Homs s'installa dans la révolte. Les semaines se suivaient, et le même motif se répétait : les manifestations du vendredi, après la prière. La répression. Les manifestations à l'occasion des funérailles des "martyrs" des manifestations précédentes. On racontait que l'Iran avait envoyé des agents pour soutenir la police syrienne, et enseigner les méthodes de torture destinées à terroriser les manifestants. En face, les opposants montaient sur les toits la nuit pour taper sur des casseroles et crier "Allah Akbar", à l'instar des manifestants iraniens lors du renversement du shah (ou plus récemment, lors du mouvement vert de 2009). Sofia, elle, me disait que ces manifestations n'étaient "rien du tout", que la majorité des gens soutenaient le régime, et que les médias manipulaient les images. Elle était sincèrement troublée par le fait qu'un jour, Al-Jazira ait parlé d'une manifestation avant qu'elle n'ait lieu. L'affaire de la fausse démission de l'ambassadrice de Syrie en France ne faisait que verser de l'huile sur le feu des doutes : en juin, France 24 avait diffusé un communiqué téléphonique d'une femme se présentant comme l'ambassadrice de Syrie, et annonçant sa démission pour protester contre la violence de la répression, à l'image des défections en cascade des dignitaires du régime de Khaddafi, quelques mois plus tôt ; mais l'ambassadrice en titre était intervenue peu après sur une autre chaîne satellitaire pour démentir ces propos et dénoncer une manipulation.
Je ne comprenais plus rien.

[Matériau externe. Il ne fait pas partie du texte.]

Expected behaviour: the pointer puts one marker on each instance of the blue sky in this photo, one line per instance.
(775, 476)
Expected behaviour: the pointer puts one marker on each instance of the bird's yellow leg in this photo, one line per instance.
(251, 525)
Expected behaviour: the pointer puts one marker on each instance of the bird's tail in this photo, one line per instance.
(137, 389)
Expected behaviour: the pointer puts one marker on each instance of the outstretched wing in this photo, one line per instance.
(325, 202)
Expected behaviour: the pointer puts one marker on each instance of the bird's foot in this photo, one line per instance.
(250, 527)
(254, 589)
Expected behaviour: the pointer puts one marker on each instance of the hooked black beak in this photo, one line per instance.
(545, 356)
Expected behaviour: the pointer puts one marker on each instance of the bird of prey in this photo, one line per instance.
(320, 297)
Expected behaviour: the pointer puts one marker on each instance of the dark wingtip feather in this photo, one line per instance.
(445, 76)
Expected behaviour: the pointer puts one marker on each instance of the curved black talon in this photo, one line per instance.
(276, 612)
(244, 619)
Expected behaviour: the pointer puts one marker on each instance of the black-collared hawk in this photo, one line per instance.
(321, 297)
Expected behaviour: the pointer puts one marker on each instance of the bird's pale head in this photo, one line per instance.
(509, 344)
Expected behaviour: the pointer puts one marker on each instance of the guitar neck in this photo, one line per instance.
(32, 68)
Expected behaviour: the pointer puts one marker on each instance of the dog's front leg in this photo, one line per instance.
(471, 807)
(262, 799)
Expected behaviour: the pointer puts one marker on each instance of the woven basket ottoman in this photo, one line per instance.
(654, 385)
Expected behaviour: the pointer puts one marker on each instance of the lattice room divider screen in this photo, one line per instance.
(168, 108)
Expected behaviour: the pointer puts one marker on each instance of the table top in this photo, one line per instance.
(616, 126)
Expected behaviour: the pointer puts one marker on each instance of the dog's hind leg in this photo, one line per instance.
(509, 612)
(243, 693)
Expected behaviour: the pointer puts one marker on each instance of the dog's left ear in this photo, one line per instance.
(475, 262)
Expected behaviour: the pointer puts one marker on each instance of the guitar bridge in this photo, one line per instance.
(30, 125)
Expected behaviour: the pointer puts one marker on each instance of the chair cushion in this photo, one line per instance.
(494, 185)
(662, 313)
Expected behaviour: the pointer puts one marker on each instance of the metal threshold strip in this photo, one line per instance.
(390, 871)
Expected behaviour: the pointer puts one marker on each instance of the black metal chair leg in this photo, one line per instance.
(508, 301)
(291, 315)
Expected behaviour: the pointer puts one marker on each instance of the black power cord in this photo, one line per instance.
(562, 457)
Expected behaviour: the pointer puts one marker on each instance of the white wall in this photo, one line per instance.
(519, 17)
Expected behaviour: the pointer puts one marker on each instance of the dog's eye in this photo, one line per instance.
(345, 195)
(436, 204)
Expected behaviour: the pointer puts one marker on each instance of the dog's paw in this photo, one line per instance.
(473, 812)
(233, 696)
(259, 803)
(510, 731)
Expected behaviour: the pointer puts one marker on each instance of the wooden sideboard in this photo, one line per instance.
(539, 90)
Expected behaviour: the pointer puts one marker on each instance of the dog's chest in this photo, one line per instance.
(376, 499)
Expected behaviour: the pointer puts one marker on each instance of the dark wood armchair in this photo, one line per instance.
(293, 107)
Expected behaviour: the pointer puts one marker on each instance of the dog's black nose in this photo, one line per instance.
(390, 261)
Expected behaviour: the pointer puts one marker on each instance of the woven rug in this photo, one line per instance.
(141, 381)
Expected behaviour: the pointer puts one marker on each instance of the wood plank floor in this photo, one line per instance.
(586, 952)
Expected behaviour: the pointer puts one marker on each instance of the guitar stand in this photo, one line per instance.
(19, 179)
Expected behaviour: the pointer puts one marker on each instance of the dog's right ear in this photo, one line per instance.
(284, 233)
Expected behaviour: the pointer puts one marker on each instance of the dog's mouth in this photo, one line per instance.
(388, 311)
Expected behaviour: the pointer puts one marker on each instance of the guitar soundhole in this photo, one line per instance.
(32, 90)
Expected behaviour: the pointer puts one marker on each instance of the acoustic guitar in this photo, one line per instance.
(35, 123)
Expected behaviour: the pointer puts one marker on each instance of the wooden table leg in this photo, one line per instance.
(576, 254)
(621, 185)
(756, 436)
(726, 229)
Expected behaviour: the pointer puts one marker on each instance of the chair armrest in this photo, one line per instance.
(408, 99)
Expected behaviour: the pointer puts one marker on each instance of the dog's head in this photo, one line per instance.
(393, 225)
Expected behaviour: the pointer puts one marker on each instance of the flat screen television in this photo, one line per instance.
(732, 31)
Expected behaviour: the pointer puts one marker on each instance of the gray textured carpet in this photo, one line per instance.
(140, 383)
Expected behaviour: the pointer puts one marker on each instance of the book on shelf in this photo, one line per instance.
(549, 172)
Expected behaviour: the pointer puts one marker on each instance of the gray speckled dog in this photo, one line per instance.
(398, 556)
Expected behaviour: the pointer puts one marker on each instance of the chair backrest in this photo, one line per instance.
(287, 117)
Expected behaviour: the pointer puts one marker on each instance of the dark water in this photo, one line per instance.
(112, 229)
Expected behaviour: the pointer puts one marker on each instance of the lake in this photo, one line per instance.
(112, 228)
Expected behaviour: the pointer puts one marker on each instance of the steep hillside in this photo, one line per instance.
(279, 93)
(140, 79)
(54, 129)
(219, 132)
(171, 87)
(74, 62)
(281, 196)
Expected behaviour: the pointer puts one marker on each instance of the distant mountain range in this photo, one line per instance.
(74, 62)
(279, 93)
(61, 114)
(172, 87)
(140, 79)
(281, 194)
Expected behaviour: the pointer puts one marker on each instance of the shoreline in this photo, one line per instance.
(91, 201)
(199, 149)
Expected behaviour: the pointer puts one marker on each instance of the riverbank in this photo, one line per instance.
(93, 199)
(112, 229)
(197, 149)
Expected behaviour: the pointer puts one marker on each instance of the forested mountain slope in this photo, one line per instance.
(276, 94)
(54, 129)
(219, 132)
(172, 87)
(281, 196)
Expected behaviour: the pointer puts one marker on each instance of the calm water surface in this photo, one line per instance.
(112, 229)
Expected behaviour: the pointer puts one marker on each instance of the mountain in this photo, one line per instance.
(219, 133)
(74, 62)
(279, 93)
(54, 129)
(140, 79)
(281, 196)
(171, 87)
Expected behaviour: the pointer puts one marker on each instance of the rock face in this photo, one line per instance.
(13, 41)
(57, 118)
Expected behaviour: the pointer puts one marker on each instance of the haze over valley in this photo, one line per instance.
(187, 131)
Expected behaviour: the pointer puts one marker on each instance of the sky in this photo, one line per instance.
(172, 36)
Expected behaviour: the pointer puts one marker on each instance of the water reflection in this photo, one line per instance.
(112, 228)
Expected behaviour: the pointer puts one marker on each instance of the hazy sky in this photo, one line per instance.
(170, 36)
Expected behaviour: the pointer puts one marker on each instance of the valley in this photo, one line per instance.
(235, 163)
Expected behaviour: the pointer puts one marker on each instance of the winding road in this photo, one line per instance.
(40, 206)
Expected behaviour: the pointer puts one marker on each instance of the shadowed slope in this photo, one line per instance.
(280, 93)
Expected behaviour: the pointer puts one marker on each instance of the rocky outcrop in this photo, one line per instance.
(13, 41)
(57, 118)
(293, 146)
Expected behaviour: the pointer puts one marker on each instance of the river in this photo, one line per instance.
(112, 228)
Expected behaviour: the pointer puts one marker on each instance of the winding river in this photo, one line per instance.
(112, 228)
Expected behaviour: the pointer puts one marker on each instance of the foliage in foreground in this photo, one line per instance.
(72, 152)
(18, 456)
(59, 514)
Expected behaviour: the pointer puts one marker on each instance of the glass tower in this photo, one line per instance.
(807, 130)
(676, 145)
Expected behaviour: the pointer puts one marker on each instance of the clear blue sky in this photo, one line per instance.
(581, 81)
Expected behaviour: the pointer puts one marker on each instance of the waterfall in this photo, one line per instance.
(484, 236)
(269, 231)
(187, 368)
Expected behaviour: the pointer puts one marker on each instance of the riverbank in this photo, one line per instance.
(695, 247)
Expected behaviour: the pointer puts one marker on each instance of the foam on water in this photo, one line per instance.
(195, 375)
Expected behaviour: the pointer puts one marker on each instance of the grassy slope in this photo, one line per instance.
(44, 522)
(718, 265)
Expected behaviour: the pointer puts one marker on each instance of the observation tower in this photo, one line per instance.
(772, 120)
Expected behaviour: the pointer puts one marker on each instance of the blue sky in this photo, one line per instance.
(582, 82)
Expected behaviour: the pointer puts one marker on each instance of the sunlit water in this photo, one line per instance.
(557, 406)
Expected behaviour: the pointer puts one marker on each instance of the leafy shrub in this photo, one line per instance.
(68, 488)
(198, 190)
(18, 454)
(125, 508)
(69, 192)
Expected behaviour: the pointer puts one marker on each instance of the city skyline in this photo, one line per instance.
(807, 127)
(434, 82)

Sofia ne parlait que de terroristes, niait l'existence de manifestations pacifiques - la télévision ne montrait que des manifestations pacifiques, et ne parlait jamais de groupes armés.
La situation s'est détériorée, continuellement. Un jour j'entendis à la radio que l'armée avait envoyé ses chars à Homs pour mater la contestation. J'essayai d'appeler, les communications ne passaient pas. Je devins familière de la petite musique qui après le message d'accueil sympathique "ahlan bikoum 'ala chabakat Syriatel" (Bienvenue sur le réseau Syriatel...) annonçait que mon correspondant n'était pas joignable. Les lignes fixes non plus ne marchaient pas. Sofia n'utilisait pas Facebook. Enfin j'entendis sa voix. Elle était très joviale, me racontait qu'elle rentrait juste de promenade, qu'elle était à la campagne parce que la situation à Homs était vraiment très mauvaise, mais qu'elle en profitait pour prendre l'air, cela faisait du bien aux enfants. Elle me raconta que son fils aîné Jojo avait remporté le premier prix d'un concours de théâtre, qu'il était très doué. Elle espérait que les problèmes s'arrêtent enfin, pour reprendre une vie normale parce qu'avec un travail intermittent, les choses commençaient à être difficiles financièrement. Heureusement pour sa famille, avec deux frères à l'étranger, ils avaient un certain revenu assuré.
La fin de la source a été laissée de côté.